Feather edge of 3x4 video in 9x16 project.

Jillian wrote on 6/27/2013, 9:27 PM
I'm editing a 9x16 AVCHD project in 64bit Movie Studio 12.

I have a short clip of the full moon against the night sky shot in 3x4 format, which I've placed on the timeline and it fits into the center of the frame with black pillars on either side, just as it should.

The problem is that the background of the event is dark gray and the edge between the black pillars and gray background looks really weird. I want the entire background of the event to look like the night sky.

The best I've come up with to hide the edge is to use the NewBlue selective focus effect which takes care of about 90 percent of the problem.

Is their some other way to do this? Can you change the shade of black used by Movie Studio to form the background behind images or videos? Is there another effect that would work better?

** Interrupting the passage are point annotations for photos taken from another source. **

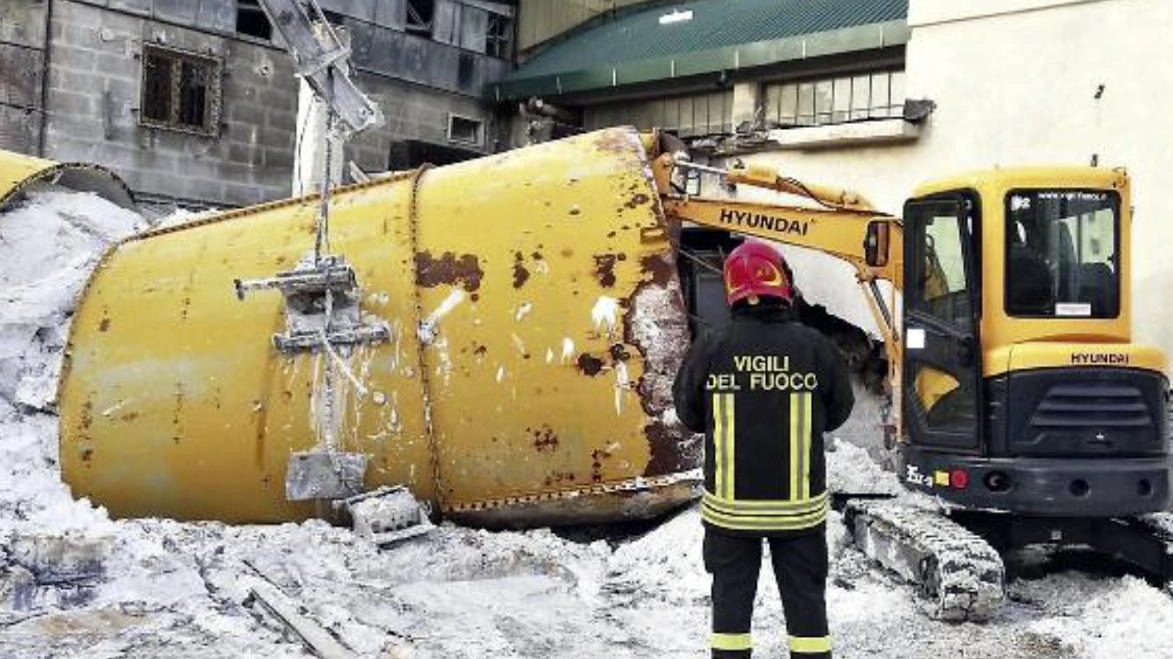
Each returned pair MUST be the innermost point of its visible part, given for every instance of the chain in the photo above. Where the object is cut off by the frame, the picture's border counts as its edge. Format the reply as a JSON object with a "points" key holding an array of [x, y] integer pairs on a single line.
{"points": [[425, 382], [630, 486]]}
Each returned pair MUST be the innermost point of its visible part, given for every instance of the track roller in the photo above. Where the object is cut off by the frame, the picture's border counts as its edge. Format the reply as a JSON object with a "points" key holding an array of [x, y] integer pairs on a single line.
{"points": [[957, 572]]}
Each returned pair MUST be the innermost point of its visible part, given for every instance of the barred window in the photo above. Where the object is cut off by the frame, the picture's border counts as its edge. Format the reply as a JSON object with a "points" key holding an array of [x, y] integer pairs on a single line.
{"points": [[181, 90], [835, 100], [500, 35], [465, 130], [420, 14]]}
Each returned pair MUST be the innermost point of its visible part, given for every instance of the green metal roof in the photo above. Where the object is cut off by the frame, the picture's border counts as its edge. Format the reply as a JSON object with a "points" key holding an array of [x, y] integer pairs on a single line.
{"points": [[721, 35]]}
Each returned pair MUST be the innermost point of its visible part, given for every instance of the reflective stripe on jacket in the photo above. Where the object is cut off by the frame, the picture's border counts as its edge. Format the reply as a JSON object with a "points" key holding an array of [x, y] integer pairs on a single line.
{"points": [[764, 389]]}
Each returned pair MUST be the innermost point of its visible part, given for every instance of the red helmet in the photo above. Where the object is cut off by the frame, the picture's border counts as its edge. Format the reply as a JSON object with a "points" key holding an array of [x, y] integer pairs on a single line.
{"points": [[755, 270]]}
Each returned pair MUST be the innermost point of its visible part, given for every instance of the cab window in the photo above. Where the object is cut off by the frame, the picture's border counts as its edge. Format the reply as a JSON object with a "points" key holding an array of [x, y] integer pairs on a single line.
{"points": [[1062, 253]]}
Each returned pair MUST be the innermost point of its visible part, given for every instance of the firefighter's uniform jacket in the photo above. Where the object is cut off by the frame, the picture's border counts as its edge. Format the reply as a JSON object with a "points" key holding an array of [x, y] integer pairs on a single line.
{"points": [[764, 388]]}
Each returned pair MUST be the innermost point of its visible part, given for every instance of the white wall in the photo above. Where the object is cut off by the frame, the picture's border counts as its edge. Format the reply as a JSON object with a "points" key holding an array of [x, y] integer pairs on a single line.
{"points": [[1015, 83]]}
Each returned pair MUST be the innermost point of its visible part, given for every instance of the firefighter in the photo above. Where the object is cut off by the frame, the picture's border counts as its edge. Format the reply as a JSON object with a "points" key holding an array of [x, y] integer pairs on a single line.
{"points": [[764, 389]]}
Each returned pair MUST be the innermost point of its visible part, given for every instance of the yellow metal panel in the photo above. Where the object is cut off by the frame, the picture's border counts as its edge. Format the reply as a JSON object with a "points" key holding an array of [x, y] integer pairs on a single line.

Any suggestions would be greatly appreciated.

Comments

musicvid10 wrote on 6/27/2013, 9:28 PM
You can drop a solid color on the bottom track in whatever shade you wish.
You can use the eyedropper to match the color of your video background.
Easy as pie.
richard-amirault wrote on 6/28/2013, 5:21 PM
From a thread in the Pro Vegas Forum:

A partial quote from johnmeyer:

You sometimes can use a cookie cutter -- or the more sophisticated ability in Vegas Pro, using masks -- to let video from a lower track "show through" the mask and replace video on the upper track. The trick is getting the video on the lower track to be something that is less obnoxious to look at than the thing you are trying to remove. Depending on your video, and depending on whether the mouse cursor is in motion, you may find that you can use a combination of moving the video on the lower (replacement) track a few frames in one direction or the other, and also using pan/crop on the lower track replacement event to make the replacement video "line up" with your main video. By doing this, you are actually using video from nearby frames where the object to be replaced doesn't appear in the same position as the current frame.

This might work for you.
musicvid10 wrote on 6/28/2013, 9:20 PM
With all respect, brighterside, that's a lot of work.
Matching (or altering and matching) the original backround is an easier approach, and rarely visible when the whole thing is rendered to REC 709.
Jillian wrote on 6/28/2013, 11:58 PM
Thanks, Musicvid!

That was just what I needed, and it worked perfectly. I had tried using a solid color and the cookie cutter above my event, but I couldn't get it to look right. I had never thought of putting the color below the clip to serve as the background.

Again, thanks for a simple solution to what had become a very frustrating exercise.